WORCESTER – The City of Worcester announced on Tuesday it received a $409,000 grant aimed at bolstering climate resilience. This grant will facilitate the planting of two Miyawaki forests and the creation of two resilient community place-making spaces.
The Municipal Vulnerability Preparedness (MVP) program grant through the Executive Office of Energy and Environmental Affairs (EEA) assists communities in pinpointing climate threats, designing resilience strategies, and executing crucial actions to adjust to climate changes.
The round of grant funding supports 79 projects across Massachusetts, including the Worcester grant. In the recent funding cycle, Worcester was among 79 projects granted financial assistance.
Chief Sustainability Officer John Odell expressed his enthusiasm, stating, “This grant enables Worcester to venture into planting its inaugural Miyawaki forests. These forests will combat urban heat islands and offer a plethora of climate resilience advantages.” He further emphasized the importance of public involvement, “Before the planting commences, we’ll be inviting public suggestions to pinpoint potential forest sites, especially within environmental justice communities.”
A Miyawaki forests, named after Japanese botanist Dr. Akira Miyawaki, uses a technique to cultivate native forests that grow quickly, are densely populated, and have multiple layers.
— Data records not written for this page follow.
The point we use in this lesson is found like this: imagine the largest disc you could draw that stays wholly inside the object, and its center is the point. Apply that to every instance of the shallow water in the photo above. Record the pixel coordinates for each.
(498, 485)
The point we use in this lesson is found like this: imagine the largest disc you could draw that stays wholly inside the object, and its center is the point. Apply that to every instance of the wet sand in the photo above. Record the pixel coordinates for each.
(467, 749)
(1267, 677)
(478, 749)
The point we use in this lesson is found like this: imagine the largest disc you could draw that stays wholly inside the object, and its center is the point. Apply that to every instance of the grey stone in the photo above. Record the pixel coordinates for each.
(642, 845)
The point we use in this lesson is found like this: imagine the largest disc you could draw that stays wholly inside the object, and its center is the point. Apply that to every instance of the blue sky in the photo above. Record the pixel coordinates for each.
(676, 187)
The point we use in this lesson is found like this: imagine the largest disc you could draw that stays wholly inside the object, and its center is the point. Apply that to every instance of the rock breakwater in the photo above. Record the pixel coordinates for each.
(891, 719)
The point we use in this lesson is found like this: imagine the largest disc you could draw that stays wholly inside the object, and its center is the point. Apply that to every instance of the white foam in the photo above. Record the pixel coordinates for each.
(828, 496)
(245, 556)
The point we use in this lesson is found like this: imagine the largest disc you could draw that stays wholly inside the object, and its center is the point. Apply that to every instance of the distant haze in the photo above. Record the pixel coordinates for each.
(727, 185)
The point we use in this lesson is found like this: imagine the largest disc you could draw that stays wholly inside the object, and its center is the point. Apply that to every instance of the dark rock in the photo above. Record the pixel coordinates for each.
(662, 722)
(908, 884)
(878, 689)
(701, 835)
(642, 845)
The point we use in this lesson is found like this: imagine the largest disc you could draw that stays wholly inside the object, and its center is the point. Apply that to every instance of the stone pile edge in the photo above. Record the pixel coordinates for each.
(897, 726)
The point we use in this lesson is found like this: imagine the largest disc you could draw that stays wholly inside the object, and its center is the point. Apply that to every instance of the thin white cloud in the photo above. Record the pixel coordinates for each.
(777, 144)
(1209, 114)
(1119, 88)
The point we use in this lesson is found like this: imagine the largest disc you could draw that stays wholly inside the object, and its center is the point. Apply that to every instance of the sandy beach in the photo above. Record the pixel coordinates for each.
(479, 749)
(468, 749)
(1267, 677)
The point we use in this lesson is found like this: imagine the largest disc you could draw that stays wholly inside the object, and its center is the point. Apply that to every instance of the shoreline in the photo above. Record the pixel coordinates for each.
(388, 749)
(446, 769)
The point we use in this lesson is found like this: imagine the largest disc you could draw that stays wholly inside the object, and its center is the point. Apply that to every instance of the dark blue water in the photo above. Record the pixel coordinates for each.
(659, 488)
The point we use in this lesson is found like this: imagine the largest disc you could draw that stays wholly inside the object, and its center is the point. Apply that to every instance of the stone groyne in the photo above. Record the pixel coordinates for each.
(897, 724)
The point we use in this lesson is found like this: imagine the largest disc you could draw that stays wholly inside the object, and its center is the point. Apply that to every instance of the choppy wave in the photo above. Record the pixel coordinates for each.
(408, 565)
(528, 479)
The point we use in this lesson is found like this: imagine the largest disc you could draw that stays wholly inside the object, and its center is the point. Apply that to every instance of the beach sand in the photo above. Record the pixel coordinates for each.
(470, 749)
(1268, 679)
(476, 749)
These forests are renowned for their capabilities in carbon dioxide absorption and in managing stormwater runoff.
City Manager Eric D. Batista voiced his gratitude, noting, “This generous grant from the Healey-Driscoll administration is pivotal for expanding our tree canopy, tackling urban heat islands, and gearing up our community for the climatic shifts.”
Launched in 2017, the MVP program is dedicated to financing community-centric climate resilience endeavors. Remarkably, 349 out of 351 cities and towns in the Commonwealth have joined the program. To date, over $131.5 million has been allocated for local climate resilience planning and initiatives.